We cover everything from the remarkable rise of the comic strip in the early American newspapers; to the explosion of manga in post-WWII Japan; to the Comics Code Authority and how it wiped out the majority of American romance, horror, and crime comics in the 1950s; to the reimagining of the superhero in the Silver Age; to the development of the competing "clean line" and "comic dynamic" styles in Franco-Belgian comics; to the outrageous work of the underground comix creators, many of them who based here in San Francisco.

I've taught some great undergraduate comics classes over the years, but the graduate students are engaged on a different level. I can lecture for hours on the subversive aspects of Wonder Woman, the influences of Japanese woodblocks on Tintin comics, and the artistic legacy of Little Nemo in Slumberland, and their brains don't melt. They just ask for more. I love it! It's a slice of geek heaven.

SFBG What's the homework like? 

JH Over the course of the two years and three Julys, the students will have the majority of work finished on a book-length graphic novel or comics collection, which they can then self-publish on the web or in print, or take to publishers. That's in addition to individual workshop and online assignments.

SFBG What kind of career opportunities are there for graduates who aren't immediately contracted to Marvel? 

JH We certainly hope that our graduates find success as creators of comics and graphic novels. There is an exciting expansion of material happening right now in North America, moving beyond the traditional superhero stories and into every genre.

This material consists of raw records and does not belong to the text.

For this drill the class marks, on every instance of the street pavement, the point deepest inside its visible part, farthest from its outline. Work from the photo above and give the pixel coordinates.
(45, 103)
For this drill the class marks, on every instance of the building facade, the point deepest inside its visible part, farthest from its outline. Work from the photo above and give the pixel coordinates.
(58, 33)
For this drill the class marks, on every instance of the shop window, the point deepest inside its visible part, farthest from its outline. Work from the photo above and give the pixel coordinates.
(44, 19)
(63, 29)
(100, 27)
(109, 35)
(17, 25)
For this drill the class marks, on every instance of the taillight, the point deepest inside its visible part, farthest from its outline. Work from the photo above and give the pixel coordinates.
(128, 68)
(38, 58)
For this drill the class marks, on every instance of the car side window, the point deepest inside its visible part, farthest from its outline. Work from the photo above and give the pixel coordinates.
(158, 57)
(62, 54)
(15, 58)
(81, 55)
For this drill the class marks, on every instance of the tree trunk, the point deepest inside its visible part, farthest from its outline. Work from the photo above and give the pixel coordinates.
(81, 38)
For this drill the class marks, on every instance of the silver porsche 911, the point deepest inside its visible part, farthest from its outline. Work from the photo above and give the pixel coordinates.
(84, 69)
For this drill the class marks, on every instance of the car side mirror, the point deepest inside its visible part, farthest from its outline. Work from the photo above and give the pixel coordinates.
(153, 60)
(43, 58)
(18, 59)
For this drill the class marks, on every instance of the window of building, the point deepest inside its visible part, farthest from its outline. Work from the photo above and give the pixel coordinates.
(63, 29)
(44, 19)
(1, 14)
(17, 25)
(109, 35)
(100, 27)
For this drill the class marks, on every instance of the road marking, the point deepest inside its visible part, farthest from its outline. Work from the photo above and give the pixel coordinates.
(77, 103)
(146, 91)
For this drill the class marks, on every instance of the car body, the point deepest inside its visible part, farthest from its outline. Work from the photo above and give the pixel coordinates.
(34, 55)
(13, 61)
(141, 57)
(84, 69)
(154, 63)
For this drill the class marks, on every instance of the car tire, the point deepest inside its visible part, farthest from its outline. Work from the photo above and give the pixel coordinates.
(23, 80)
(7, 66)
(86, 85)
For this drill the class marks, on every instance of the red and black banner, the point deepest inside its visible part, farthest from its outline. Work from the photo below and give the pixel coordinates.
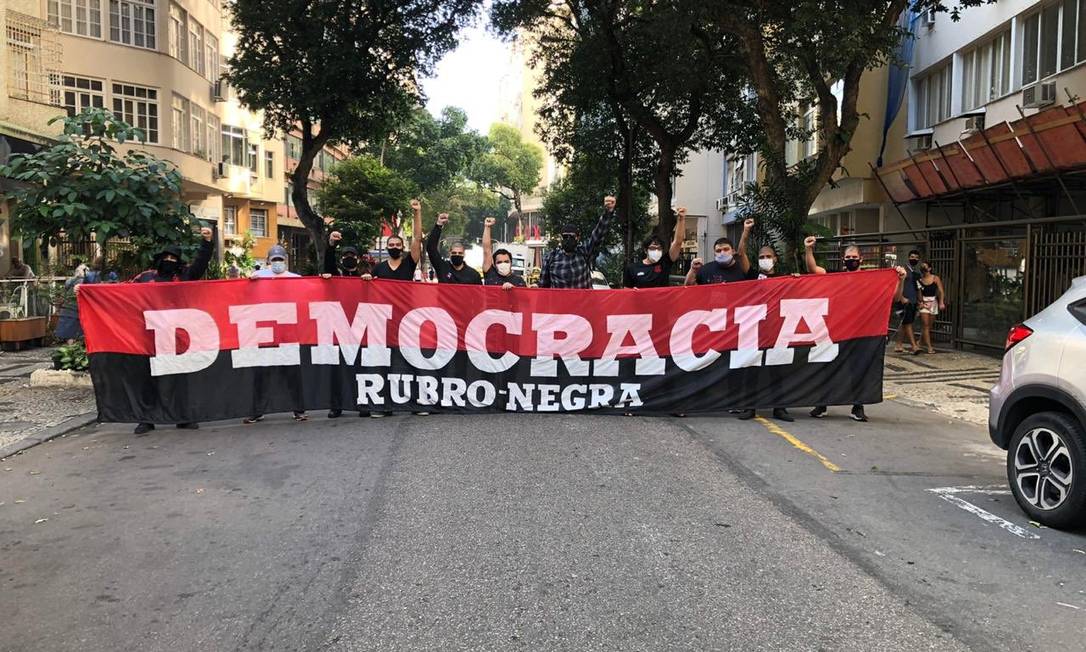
(210, 350)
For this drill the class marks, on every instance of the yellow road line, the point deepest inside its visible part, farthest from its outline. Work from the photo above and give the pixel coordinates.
(773, 428)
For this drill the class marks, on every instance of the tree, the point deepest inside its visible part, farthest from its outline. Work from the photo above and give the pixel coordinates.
(337, 72)
(81, 186)
(512, 167)
(654, 60)
(360, 192)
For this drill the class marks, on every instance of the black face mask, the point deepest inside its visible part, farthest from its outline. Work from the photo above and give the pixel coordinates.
(167, 267)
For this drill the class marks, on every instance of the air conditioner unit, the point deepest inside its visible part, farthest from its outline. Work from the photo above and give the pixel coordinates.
(921, 141)
(1038, 95)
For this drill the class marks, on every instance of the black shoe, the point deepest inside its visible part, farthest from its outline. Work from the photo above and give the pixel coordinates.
(782, 414)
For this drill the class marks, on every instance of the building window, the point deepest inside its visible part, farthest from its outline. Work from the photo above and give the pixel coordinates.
(933, 98)
(235, 146)
(229, 221)
(212, 46)
(131, 23)
(79, 93)
(986, 72)
(178, 115)
(83, 17)
(259, 223)
(196, 47)
(214, 130)
(138, 107)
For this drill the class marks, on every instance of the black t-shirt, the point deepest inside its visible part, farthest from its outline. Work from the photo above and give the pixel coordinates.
(446, 273)
(492, 277)
(655, 275)
(404, 272)
(714, 272)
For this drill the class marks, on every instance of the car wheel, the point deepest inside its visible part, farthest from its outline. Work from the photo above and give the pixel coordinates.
(1046, 466)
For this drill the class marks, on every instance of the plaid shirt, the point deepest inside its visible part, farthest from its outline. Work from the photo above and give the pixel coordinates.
(573, 271)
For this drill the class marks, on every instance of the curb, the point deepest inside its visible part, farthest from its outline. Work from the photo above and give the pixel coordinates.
(74, 423)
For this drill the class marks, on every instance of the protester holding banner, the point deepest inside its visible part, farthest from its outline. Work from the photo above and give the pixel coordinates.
(497, 265)
(453, 270)
(654, 271)
(169, 266)
(727, 266)
(399, 266)
(570, 265)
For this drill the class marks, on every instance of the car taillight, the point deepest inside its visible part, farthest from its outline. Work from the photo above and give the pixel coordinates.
(1018, 334)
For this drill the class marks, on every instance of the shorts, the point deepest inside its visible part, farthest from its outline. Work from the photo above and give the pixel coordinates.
(908, 313)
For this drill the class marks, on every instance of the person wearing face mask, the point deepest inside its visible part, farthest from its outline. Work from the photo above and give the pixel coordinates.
(400, 266)
(654, 271)
(169, 266)
(727, 266)
(453, 270)
(851, 262)
(908, 305)
(570, 265)
(497, 265)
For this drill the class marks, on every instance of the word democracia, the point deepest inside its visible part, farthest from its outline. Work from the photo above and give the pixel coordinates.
(363, 338)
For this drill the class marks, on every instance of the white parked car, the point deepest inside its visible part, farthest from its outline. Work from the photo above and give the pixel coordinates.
(1037, 412)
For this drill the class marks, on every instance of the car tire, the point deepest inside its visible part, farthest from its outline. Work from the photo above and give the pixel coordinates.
(1046, 467)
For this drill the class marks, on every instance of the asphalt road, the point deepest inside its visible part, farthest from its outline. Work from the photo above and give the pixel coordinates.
(520, 531)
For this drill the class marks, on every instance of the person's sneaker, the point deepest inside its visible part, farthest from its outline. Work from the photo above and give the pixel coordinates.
(782, 414)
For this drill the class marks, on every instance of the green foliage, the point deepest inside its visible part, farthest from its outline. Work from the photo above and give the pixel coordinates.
(512, 167)
(71, 356)
(83, 186)
(360, 192)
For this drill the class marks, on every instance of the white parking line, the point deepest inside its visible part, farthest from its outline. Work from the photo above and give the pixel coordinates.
(949, 494)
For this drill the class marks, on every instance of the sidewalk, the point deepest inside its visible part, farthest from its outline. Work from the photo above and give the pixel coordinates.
(27, 412)
(949, 383)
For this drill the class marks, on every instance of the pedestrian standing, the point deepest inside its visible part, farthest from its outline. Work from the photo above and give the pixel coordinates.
(570, 265)
(453, 270)
(169, 267)
(654, 270)
(497, 265)
(931, 303)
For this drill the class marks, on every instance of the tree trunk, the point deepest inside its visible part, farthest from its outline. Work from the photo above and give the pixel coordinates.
(314, 223)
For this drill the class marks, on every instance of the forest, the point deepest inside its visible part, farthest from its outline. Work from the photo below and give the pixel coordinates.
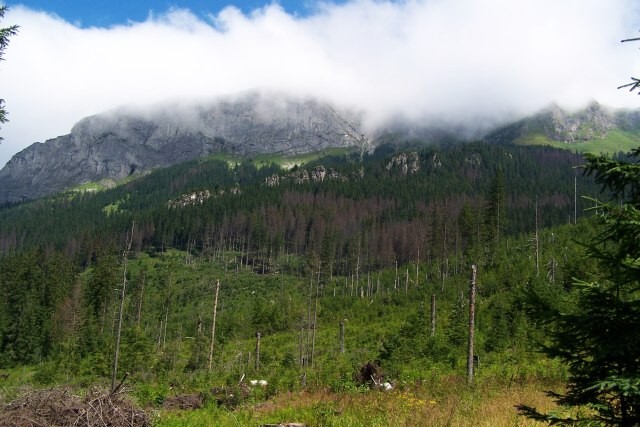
(200, 277)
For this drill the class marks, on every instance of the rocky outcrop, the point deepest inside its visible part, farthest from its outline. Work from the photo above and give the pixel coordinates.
(556, 124)
(406, 163)
(121, 143)
(318, 174)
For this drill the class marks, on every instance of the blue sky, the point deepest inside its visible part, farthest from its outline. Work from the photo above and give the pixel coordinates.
(471, 63)
(103, 13)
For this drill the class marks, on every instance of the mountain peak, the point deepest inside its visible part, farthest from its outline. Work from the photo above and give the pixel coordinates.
(123, 142)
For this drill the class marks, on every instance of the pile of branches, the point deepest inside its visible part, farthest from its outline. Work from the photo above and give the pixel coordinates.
(59, 407)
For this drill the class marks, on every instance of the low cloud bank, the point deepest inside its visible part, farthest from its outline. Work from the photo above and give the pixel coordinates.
(464, 62)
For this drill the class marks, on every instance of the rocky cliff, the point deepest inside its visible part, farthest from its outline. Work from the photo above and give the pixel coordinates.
(556, 124)
(125, 142)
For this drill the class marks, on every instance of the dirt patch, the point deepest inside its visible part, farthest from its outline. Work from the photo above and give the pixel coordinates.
(60, 407)
(184, 401)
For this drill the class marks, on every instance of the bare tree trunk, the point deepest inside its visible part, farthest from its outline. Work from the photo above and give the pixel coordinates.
(537, 244)
(125, 256)
(213, 326)
(472, 311)
(257, 351)
(139, 314)
(315, 321)
(433, 314)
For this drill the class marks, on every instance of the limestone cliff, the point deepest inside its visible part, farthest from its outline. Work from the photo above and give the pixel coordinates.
(124, 142)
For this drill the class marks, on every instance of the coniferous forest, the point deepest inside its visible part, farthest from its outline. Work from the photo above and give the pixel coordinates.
(333, 276)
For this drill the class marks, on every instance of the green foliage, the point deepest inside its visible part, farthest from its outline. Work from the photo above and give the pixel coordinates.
(596, 334)
(5, 34)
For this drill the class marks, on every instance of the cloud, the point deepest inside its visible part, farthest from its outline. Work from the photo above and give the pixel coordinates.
(459, 61)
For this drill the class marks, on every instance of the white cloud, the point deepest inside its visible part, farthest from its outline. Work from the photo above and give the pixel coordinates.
(462, 60)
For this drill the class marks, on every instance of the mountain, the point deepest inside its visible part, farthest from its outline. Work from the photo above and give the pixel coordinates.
(595, 128)
(125, 142)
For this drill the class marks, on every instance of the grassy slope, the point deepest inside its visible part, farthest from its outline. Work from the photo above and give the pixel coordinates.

While comics are certainly no get-rich-quick scheme, they can allow creators to develop their story ideas with complete control, which can result in a property like The Walking Dead.

Outside of the traditional comic book market, book publishers are now interested in graphic novels, as evinced by the success of works like Alison Bechdel's bestselling Fun Home. The internet is opening up new territories of creative and professional expansion;

we're also going to see comics academia snowball, and our graduates will be poised to get those teaching jobs. Comics classes prove extremely popular across the board at high schools, community centers, colleges, and universities, and I have no doubt we'll see more programs like CCA's pop up.